5. Results and Discussion

In this paper, the purpose is to present a method for fault diagnosis and prediction of complex continuous industrial processes. To achieve this objective, a hybrid hidden Markov model-Bayesian network (HMM-BN) model is proposed, and improvements are made to deal with the initial sensitivity and local optimality problems of the expected maximum (EM) algorithm in the HMM approach, while continuous industrial process operation datasets and the BN are built using continuous industrial process knowledge and expert experience of process operation modes, sequences, states, and variable coupling. The hybrid model is finally validated in the Tennessee Eastman (TE) chemistry process and the continuously stirred tank reactor (CSTR) process. The validity of the model is finally verified in the TE chemical process and the CSTR process, demonstrating the possibility of diagnosing and predicting unknown faults in continuous, complex industrial processes.

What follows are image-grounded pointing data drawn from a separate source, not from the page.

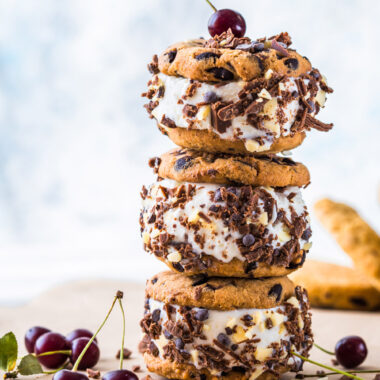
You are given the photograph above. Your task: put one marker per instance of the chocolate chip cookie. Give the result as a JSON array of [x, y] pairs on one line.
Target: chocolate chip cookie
[[185, 165], [205, 328], [354, 235], [266, 111], [337, 287]]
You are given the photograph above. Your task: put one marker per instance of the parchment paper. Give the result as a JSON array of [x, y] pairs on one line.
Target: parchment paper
[[85, 304]]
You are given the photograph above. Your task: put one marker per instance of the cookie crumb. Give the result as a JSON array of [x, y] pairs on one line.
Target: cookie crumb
[[93, 374], [126, 353]]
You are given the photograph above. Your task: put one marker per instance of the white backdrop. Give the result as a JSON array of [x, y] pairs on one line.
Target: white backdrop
[[74, 138]]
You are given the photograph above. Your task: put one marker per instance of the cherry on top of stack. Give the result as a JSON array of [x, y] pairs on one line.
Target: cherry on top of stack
[[236, 95]]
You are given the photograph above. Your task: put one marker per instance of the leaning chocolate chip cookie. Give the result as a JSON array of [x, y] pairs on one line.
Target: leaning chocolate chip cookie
[[337, 287], [354, 235], [199, 328], [227, 230], [186, 165], [261, 107]]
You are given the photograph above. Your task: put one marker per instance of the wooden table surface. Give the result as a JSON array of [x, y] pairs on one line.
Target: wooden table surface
[[85, 304]]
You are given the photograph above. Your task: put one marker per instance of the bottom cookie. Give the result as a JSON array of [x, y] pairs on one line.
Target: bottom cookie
[[173, 370], [224, 328], [337, 287]]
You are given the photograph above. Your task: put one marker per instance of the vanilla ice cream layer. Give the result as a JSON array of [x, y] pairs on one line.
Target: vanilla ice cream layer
[[217, 240], [265, 335], [279, 116]]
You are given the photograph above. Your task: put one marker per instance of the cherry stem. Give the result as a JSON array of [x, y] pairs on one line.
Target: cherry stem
[[55, 370], [76, 365], [47, 353], [122, 338], [323, 349], [334, 373], [335, 370], [211, 5]]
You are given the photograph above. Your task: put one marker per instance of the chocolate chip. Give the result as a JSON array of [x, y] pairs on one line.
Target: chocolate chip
[[237, 218], [178, 267], [306, 235], [179, 343], [292, 63], [260, 63], [201, 314], [251, 266], [315, 74], [218, 195], [183, 163], [156, 315], [171, 55], [276, 291], [229, 331], [221, 73], [190, 110], [224, 339], [295, 94], [214, 208], [312, 106], [358, 301], [202, 279], [206, 55], [210, 97], [151, 219], [153, 349], [248, 240], [232, 190], [167, 334], [295, 265]]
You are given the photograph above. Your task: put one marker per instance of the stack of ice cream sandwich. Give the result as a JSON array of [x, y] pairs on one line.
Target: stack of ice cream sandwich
[[226, 213]]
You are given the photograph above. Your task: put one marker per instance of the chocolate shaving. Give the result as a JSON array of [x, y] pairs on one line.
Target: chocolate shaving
[[153, 66], [168, 122]]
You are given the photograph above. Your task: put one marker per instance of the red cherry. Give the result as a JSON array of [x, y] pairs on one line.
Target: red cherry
[[120, 374], [351, 351], [65, 374], [224, 19], [80, 333], [51, 342], [90, 358], [32, 335]]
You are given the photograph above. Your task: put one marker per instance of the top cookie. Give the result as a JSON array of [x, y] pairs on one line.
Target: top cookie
[[226, 57], [219, 293], [185, 165]]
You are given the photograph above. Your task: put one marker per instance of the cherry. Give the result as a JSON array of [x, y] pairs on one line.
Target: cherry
[[79, 333], [351, 351], [32, 335], [65, 374], [51, 342], [120, 374], [90, 358], [224, 19]]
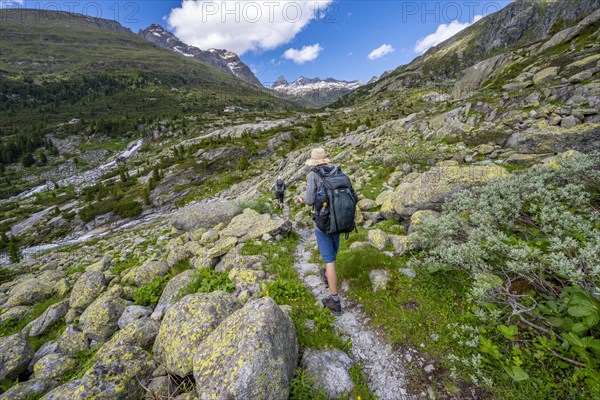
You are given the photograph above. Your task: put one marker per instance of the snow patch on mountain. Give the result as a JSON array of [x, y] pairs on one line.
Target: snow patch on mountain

In this study, the EM algorithm is improved to reduce the impact of the initial sensitivity and local optimum problems by introducing standard deviation, mean, increasing and decreasing mode ranges when retrieving log-likelihood values during data analysis and introducing expert empirical knowledge when building the dataset and Bayesian network to improve the robustness of the model.

As shown in Table 3, it is proved that the detection, prediction, and isolation results of the hybrid model for the remaining three types of faults are completely correct by comparing the root cause variable and the detection result variable of the fault data [35]. In this paper, four fault scenarios are used to verify the effectiveness of the HMM-BN hybrid model. In accordance with the four detection results, it can be shown that the hybrid model can be used for continuous, complex industrial process state monitoring. However, it has not been verified whether there are other possibilities for this hybrid model. Readers can extend it to other aspects on the basis of the research ideas in this paper in order to fulfill the original intention of this paper by expanding the applicable scope of this model.

To further optimize the model. There are some aspects of the HMM-BN hybrid model that still need to be developed and studied in depth.(1)By looking at the detection results in Figure 11, it can be seen that the hybrid model has the ability to detect weak fault signals to a certain extent; whether it can be used for early fault detection is yet to be studied. In addition, the hybrid model requires a large amount of data training; however, there are challenges in collecting fault data samples in normal industrial processes. [37] How to use a small number of samples for fault diagnosis and prediction may be a further research direction.(2)Resolving the two hypothetical premises of the HMM and improving the robustness of the model.(3)Learning complex continuous industrial process knowledge through artificial intelligence algorithms.(4)How to introduce experts’ experience and knowledge with a more formal approach.

Data Availability

The data that support the findings of this study are available from the corresponding author upon reasonable request.

Conflicts of Interest

The authors declare that they have no conflicts of interest.

Acknowledgments

This work was supported by the National Natural Science Foundation of China (grant no. 52065065) and the Xinjiang University Doctoral Research Start-Up Fund Project BS190216.